Michael Brown on War-Torn Armenia Places a Heavy Weight on Churches

The conflict continues to rage in Armenia that has taken the lives of many soldiers and displaced over 100,000 people. All the while, the world keeps silent and prefers not to know about it. On Nov 10th a Russia-brokered peace deal has been agreed between Armenia and Azerbaijan. It brought to an end six weeks of war in which thousands of people were killed and displaced.

I just came back from Armenia and want to emphasize some basic facts about what is happening in this small and remote country.

First of all, we should acknowledge that although hostilities have ended with a ceasefire agreement, the humanitarian crisis is only getting worse. The terms of the peace are such that Armenia loses almost everything and people have nowhere to return to. Moreover, Armenia itself is completely under Russian control. This means that all Western and international organizations can face big problems. Protests against surrender are growing, and chaos is growing in the country.

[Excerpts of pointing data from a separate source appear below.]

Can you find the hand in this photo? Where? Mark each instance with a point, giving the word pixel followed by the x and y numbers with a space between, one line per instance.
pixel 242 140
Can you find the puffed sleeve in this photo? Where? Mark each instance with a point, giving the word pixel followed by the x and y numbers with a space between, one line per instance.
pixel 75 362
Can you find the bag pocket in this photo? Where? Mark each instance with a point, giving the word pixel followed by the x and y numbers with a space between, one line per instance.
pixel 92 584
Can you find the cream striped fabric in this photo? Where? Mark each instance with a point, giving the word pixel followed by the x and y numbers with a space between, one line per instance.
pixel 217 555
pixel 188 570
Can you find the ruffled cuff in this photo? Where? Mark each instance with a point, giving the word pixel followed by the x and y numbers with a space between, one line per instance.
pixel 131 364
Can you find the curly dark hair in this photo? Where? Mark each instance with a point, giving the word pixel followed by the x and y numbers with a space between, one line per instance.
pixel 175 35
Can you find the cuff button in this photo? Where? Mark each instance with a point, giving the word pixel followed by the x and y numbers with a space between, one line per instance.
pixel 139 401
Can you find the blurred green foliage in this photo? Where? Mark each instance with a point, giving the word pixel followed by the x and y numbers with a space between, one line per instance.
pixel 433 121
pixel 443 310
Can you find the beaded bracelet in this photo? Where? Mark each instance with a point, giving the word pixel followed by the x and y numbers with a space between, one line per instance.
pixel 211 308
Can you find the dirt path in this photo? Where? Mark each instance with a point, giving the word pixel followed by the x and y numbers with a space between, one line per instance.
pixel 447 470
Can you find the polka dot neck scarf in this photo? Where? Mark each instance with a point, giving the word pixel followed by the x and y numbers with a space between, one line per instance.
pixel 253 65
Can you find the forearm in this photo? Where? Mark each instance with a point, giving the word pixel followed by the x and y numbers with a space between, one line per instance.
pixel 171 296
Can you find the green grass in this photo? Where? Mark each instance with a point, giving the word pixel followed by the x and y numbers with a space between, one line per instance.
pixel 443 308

Secondly, in these conditions, the role of the Church increases. People just have nowhere else to go. The church becomes the only place where people can be helped.

Thirdly, the Church is ready to help people but the Church itself needs help.  Evangelical churches of Armenia are very active but they are not and cannot be ready for such high numbers of refugees. Today is our chance to show Christian solidarity and help the Armenian Evangelical Church fulfill its mission in this difficult time. “Help us to help our people”, ask local pastors.

On my recent trip to Armenia (Oct 29th – Nov 7th) I had an opportunity to visit 12 evangelical churches and meet with many church ministers.  I heard it everywhere that Christians are also on the frontlines, on their very special front – the front of caring for those who have been affected by the conflict.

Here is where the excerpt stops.